On Feb 18, 2023 I was able to grab some low-coherence measurements of all of our ASC loops.

Here is the CSOFT Pitch OLG, and the associated digital filters for CSOFT_P and RPC_CSOFT_P at the time of the measurement.
At this time the RPC GAIN was set to zero, so only the regular controller path was feeding back to CSOFT P.

CSOFT P has four UGFs:
1) 0.12 Hz
2) 0.90 Hz
3) 1.37 Hz
4) 1.53 Hz

The second resonance here is pretty marginal, with some rapid phase loss at 1.5 Hz near to that fourth UGF.
The final UGF appears to have a phase margin of 12 degrees.

Raising the gain for this loop is not an option.
The phase zero-crossing at 1.70 Hz has a gain of around 0.6.

Digital filters
In this case the RPC is off.  
The RPC is plotted with gain of 1 in the final plot, but the true controller is just the blue curve (the normal path through ASC-CSOFT_P).

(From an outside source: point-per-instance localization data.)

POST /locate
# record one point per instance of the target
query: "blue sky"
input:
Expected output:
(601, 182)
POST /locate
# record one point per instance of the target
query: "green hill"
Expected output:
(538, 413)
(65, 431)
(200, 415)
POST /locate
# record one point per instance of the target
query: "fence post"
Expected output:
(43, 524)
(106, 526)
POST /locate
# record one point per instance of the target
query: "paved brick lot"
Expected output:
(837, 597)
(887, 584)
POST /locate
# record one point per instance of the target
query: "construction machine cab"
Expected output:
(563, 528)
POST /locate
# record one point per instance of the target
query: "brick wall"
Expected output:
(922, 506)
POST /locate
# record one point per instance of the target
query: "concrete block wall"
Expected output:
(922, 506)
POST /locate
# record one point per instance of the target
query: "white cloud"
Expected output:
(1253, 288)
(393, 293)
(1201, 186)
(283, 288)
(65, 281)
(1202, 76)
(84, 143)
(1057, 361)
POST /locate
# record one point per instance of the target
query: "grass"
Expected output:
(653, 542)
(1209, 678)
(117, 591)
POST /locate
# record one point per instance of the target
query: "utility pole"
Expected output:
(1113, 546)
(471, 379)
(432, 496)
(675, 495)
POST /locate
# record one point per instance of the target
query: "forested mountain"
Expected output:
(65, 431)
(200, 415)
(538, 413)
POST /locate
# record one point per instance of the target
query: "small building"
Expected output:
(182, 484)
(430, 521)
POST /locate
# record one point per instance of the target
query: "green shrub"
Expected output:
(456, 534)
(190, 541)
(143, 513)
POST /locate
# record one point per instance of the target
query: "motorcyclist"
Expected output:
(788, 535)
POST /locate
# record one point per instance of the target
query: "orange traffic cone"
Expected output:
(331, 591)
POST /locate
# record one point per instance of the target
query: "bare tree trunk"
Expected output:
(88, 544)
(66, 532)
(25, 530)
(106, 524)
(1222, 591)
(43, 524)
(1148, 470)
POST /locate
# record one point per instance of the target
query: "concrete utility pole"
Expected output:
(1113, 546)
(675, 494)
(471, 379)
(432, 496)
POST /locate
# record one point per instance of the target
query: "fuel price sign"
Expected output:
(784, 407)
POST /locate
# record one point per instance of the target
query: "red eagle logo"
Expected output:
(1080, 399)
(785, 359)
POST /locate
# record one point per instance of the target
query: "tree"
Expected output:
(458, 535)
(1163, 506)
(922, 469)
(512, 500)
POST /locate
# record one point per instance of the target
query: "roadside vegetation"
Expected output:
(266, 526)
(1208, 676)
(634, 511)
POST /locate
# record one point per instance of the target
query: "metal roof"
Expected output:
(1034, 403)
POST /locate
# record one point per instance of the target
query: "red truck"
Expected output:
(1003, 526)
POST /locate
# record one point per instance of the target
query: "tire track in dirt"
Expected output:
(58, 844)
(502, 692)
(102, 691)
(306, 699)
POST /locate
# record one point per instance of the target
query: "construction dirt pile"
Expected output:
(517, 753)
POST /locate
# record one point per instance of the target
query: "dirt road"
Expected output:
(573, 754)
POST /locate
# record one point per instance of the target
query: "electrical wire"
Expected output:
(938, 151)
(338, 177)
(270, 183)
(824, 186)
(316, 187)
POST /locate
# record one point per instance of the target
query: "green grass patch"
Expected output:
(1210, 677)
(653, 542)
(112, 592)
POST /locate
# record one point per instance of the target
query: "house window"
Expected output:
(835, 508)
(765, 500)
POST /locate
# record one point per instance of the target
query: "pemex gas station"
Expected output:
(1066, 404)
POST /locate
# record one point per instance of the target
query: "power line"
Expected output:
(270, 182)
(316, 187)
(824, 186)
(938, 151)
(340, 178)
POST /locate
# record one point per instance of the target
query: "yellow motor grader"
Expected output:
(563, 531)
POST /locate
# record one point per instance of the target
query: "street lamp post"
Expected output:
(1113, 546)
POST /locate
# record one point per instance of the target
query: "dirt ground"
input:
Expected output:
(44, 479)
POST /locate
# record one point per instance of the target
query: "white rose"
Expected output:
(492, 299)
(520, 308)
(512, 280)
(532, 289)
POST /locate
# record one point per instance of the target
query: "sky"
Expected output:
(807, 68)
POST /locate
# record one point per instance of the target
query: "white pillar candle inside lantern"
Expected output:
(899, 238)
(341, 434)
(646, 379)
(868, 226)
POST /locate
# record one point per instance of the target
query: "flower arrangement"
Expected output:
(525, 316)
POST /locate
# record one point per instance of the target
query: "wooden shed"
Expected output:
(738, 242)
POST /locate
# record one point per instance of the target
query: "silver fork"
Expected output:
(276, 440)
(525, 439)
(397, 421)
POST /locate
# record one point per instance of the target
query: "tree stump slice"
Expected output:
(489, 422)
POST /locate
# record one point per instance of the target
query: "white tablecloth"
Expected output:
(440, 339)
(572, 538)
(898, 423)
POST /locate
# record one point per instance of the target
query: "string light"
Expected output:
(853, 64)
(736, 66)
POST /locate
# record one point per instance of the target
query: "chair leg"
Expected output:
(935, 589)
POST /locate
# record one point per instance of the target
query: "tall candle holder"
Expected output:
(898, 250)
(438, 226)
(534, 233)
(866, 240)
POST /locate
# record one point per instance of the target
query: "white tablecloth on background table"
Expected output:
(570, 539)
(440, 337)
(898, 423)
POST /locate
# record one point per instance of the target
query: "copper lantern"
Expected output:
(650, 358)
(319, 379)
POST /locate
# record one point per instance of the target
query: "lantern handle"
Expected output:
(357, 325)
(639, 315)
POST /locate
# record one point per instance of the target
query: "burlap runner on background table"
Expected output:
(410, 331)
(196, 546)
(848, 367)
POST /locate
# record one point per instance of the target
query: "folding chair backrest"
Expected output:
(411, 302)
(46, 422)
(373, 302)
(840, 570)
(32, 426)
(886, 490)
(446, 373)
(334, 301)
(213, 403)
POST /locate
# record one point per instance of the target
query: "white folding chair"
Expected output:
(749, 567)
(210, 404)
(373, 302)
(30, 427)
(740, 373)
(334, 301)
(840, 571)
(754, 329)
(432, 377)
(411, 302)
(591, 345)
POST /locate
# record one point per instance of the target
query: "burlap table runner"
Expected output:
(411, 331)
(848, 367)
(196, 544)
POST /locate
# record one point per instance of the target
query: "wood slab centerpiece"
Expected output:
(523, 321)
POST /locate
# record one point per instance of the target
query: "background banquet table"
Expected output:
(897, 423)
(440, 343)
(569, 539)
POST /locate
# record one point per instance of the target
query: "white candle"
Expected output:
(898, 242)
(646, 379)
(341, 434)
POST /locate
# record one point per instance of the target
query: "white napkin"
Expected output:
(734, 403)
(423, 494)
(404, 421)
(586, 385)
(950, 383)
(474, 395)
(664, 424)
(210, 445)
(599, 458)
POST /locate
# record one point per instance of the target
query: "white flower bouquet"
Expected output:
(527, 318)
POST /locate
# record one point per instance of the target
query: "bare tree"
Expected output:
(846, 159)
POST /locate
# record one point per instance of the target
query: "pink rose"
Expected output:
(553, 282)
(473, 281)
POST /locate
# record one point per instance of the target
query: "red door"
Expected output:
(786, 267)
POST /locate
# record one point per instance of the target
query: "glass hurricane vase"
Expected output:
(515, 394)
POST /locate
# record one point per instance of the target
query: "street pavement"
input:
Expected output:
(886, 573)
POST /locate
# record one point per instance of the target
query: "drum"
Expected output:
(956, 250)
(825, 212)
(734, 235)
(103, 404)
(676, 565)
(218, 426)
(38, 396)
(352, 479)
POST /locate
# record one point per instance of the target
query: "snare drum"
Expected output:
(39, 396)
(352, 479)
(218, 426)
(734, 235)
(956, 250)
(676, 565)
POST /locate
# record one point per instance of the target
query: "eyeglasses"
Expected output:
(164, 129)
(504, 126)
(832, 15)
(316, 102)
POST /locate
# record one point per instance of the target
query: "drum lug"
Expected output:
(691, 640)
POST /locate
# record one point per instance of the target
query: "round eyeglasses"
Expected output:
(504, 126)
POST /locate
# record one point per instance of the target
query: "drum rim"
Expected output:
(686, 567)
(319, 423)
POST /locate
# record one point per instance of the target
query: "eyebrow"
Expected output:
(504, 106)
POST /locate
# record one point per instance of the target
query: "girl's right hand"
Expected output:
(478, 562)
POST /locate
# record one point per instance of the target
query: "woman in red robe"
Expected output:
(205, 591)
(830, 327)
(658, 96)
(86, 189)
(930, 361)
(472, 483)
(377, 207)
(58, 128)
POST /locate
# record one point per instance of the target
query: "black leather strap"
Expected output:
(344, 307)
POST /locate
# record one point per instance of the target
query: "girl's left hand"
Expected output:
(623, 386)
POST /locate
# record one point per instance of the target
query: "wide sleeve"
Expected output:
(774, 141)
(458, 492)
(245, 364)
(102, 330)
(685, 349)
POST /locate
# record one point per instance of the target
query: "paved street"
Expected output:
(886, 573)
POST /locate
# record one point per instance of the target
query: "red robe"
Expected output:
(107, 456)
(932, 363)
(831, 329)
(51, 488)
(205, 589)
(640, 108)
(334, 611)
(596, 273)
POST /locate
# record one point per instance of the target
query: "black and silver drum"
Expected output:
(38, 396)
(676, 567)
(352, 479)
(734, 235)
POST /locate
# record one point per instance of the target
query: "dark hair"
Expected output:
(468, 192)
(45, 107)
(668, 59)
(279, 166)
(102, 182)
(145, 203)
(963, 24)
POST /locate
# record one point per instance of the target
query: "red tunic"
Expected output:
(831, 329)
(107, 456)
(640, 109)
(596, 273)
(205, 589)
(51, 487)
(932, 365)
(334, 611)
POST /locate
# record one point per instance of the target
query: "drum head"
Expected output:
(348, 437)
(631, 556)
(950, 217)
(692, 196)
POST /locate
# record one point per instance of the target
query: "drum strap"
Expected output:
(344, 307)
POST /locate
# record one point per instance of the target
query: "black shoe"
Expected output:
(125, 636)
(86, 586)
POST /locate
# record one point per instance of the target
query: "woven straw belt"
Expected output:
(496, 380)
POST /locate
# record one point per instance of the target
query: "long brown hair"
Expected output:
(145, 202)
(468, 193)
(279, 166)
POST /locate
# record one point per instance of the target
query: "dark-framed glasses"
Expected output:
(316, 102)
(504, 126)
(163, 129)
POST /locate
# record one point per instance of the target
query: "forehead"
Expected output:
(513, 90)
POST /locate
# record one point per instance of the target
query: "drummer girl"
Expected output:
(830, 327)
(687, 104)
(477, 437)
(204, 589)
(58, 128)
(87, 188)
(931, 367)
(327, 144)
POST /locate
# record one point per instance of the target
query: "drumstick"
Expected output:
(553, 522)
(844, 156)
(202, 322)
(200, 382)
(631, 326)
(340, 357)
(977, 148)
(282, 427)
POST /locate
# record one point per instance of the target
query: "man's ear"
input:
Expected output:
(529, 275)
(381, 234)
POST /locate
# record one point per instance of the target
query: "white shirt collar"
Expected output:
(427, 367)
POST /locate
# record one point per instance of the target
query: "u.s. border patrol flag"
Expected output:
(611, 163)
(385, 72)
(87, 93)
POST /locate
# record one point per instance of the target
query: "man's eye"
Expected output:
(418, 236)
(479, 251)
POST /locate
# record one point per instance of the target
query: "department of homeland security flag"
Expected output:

Some will recall that we recently fought CSOFT P with 2.2 Hz instabilities after powering up.  
We measured the loop at 10 W here: alog 67468. 
At that time Elenna very slightly modified the loop to reduce the gain at 2.2 Hz, so that the tiny peak seen in https://alog.ligo-wa.caltech.edu/aLOG/uploads/67468_20230216152938_csoft_pitch_olg_at_POWER_10W_binwidth_0p01_Hz.pdf would not touch unity gain.
This slight modification did cost us some phase (around 15 degrees at 2 Hz), but we judged this to be okay based on the 10 W plot.

With the 60 W plot in hand, I reckon we are living on the edge.
The 2.2 Hz peak is not visible here at 60 W at all, even with the finest binwidth.
That feature is likely due to significant cross-coupling with other loop at 10 W.

My recommendation would be to strengthen the compensation for the suspension at 1.5 Hz, so that this CHARD_P FM6 ctrl2g dip at 1.5 Hz goes down slightly lower, pushing the second resonance below unity gain.
If this cannot be done, we should revisit our gain reduction strategy for CSOFT P, maybe by applying a very light, broad notch at 2.2 Hz designed to reduce gain in a localized region without killing our phase at 1.5 Hz (as much as we can avoid).